04/29/2021
Dear flower friends,
It is the end of an era. The time has come sadly to say a permanent goodbye to our beloved, wonderful Windflower. Little did we know last March when we closed at Nesters to flatten the curve, that it would be for the last time.
This year has been a rollercoaster for sure, for us and for so many of you. While I have felt gratitude for the intrinsic blessings that have gone along with a shift to a more insular existence and the opportunity to dial it all back, the challenges of this past year have unfolded. We’ve watched the pandemic play havoc with many industries, the flower industry being no exception. With each and every hopeful attempt to reinvent ourselves as time went by, it looked a little less hopeful. While our good friends at Nesters have been diligently waiting for PHO guidelines to allow for our return, the reality somehow became further away rather than closer. At Garibaldi Village (our LD location) the high year-round lease we paid for our six-month operation left our hands tied.
It has been twelve years since I began the process of nailing down a business plan and jumping hurdles to bring Windflower to life. Back then the climate for a small florist blossoming into the world looked promising and exciting. Since that time, many elements have changed; including prices for the amazing, locally grown flowers which have been the foundation our business, which have steeply inflated year-over-year. Costs associated with growing flowers have climbed and the industry and global market has shifted. Recently, I heard a comparison that was made to the lumber industry, where the cost of building materials has also skyrocketed to shocking heights. This pandemic-time has now completely tipped the scale and put the flower industry into crisis. By all accounts, there appears to be no end in sight.
What we will walk away remembering, though, will be so much more than these challenges.
Windflower was SO SPECIAL. It was a gathering place; a place where incredible flowers drew everyone in. It fostered friendship, togetherness, and community amongst the blooms. It had a special heartbeat all its own, giving and sharing beauty, love and joy with the community every day. It carried wonderful people along for the journey, staff and customers alike. Countless wonderful friendships and rewarding business relationships were sparked there and built through flowers. I like to think it also inadvertently helped create a culture of thoughtfulness around our town, helping to normalize the giving of flowers as an everyday gesture – something which I hope will prevail even in the absence of our convenient little bouquets. Creating all this and managing Windflower gave me the opportunity to lead with a caring, supportive heart, to teach a skill and share my creative spirit with the many terrific people I was fortunate to employ - and to navigate it all with passion, determination, and resilient spirit. There has been another little human alongside me every step of the way that has spent his full ten years of life in-and-around the daily operations at Windflower and has learned and grown with a similar conviction right alongside his mama. I will not be the only one with a sorrowful heart, saying goodbye.

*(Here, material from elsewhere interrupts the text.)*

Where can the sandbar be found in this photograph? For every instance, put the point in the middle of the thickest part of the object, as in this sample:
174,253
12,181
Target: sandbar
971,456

Thank you, Squamish friends, for all the years of support and fun. We have loved, absolutely loved, sharing our flowers with you!
It is with those same values of love, openness, and deep care for creating a meaningful, positive impact on the lives around me, that I look ahead. The direction of the next chapter is yet to unfold, but surely carrying forward the essence of Windflower will lead to marvelous places. See you along the way!